3. How can I do better in future?

I’m not particularly a fan of the “How can I set a higher standard?” framing with these things. As someone that has been burned by standardized testing, dating dynamics and the startup tech ecosystem, the phrase “high standards” carries a deep sense of spookiness.

So instead I will think about this as how I can tune myself to better resonate with my own values. Among the things I’m dissatisfied with, there are two broad themes: either they are things I used to be good at until I wasn’t; or they’re things that I failed to get good at despite all the effort. So ways to do better in future would have to involve a way to emulate an older (better?) self without jeopardizing who I am today.

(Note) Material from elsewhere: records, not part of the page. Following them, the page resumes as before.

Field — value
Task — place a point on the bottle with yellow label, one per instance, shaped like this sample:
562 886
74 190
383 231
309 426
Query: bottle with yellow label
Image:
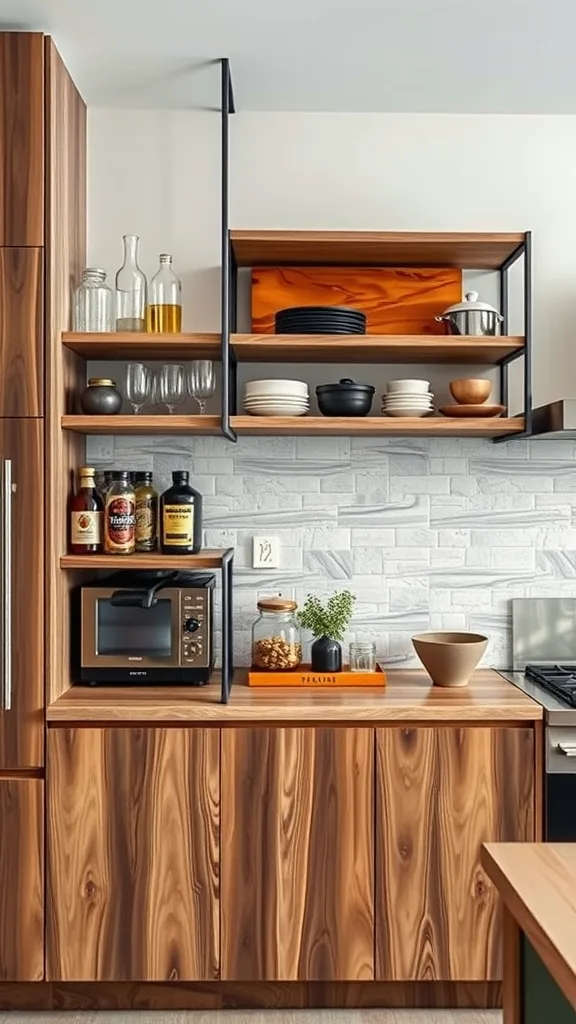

Another recurring theme in my notes so far is the striking realization that motivation for self-improvement is steadily dwindling given how little I get out of life in exchange for it. I'm not sure if anything I do will necessarily address this. Regardless, some ideas:

  1. Make a list of promises, and work towards fulfilling them as quickly as possible, especially if they are time sensitive. If overwhelmed by obligations, offer a Responsibility Amnesty like Alex McLean has.
  2. Let go of things, ideas and people that I no longer resonate with, even if they were things that I saw as an important part of my identity in the past, but also proactively replace them with something new instead of allowing a vacuum to form.
  3. Consume more art – go to more shows, watch more movies, read more books. Talk about them with others, make lists. Let it wash over, and trust the good ones to stick.
  4. Start early and show up to things early. Sketch, read or listen to music during the wait time. Make time for preparation and recovery/reflection before and after activities to help with being punctual but also for emotional regulation.
  5. Practice being a little disagreeable. There is no need to pick fights, but there is also no need to continually placate everybody and cause internal corrosion.
  6. When in the wrong, take complete responsibility and do it with eye contact. Ask for forgiveness (or a chance to earn it) more openly
  7. Learn to maneuver emotions and instincts through tricky spaces like one would an unwieldy truck or airplane – this could involve making checklists, slowing down, resting, and sharing workload.

This list is aspirational, but I’ve tried to be as specific as possible in an attempt to set myself up for success. We’ll see how far I get in the coming months / years.